An impressive and compact blooming plant, the cyclamen boasts flowers that range in shades of white, pink, lavender and red. In addition to the regular-sized, widely-recognized cyclamen, there are now charming miniatures available in greenhouses that share the same overall splendor as their larger counterparts but with smaller and more delicate leaves and flowers. Both small and large versions are in their prime when they arrive at your local greenhouse. If you choose wisely, this plant can stay in bloom for several weeks. To select a healthy specimen, check for sturdy stems, vibrant flowers, several unopened buds and leaves that are shiny and firm. Stay away from plants with yellowing leaves and fading blooms. Make sure to conduct the general inspection that you do with all new plants: presence of insects, water damage, signs of disease.
In your home, provide your plant with bright light but not direct midday rays. Cyclamen typically grow in woodlands where they are partially shaded from intense sun so they are able to adapt to bright but filtered light. Direct exposure to midday sun can damage their delicate leaves. A north or east-facing window is ideal. Both will provide adequate light and keep your plant healthy. A cyclamen, like most houseplants, will also not object to the subtle and brief morning sun of an eastern windowsill.

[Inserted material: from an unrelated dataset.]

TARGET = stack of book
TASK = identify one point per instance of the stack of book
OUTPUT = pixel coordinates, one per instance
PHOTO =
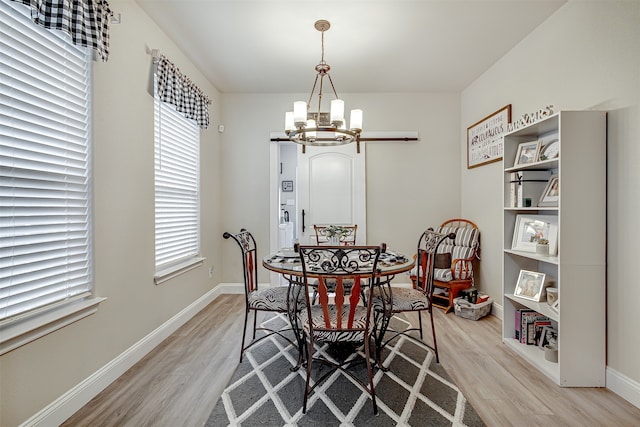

Growing from tubers that are half buried in the soil, cyclamen do not appreciate when their potting mixture is flooded but do prefer to be kept sufficiently moist; this plant should never be allowed to dry out completely while growing actively. Soil that is kept too wet, too often can cause yellowing of leaves, premature bud loss and the fatal result of plant death due to rot. You can water the soil from above but with great vigilance; make sure you never pour water directly on the plant’s tuber, leaves or flowers.
Humidity is very much appreciated by this beauty so keeping the levels healthy will be very beneficial to your plant; it is especially crucial while the plant is flowering. Setting the pot on top of a pebble tray filled with water or investing in a humidifier are just a couple of ways to help maintain higher levels of humidity. While your plant is in bloom, feed it every 2 – 3 weeks with a mild liquid fertilizer.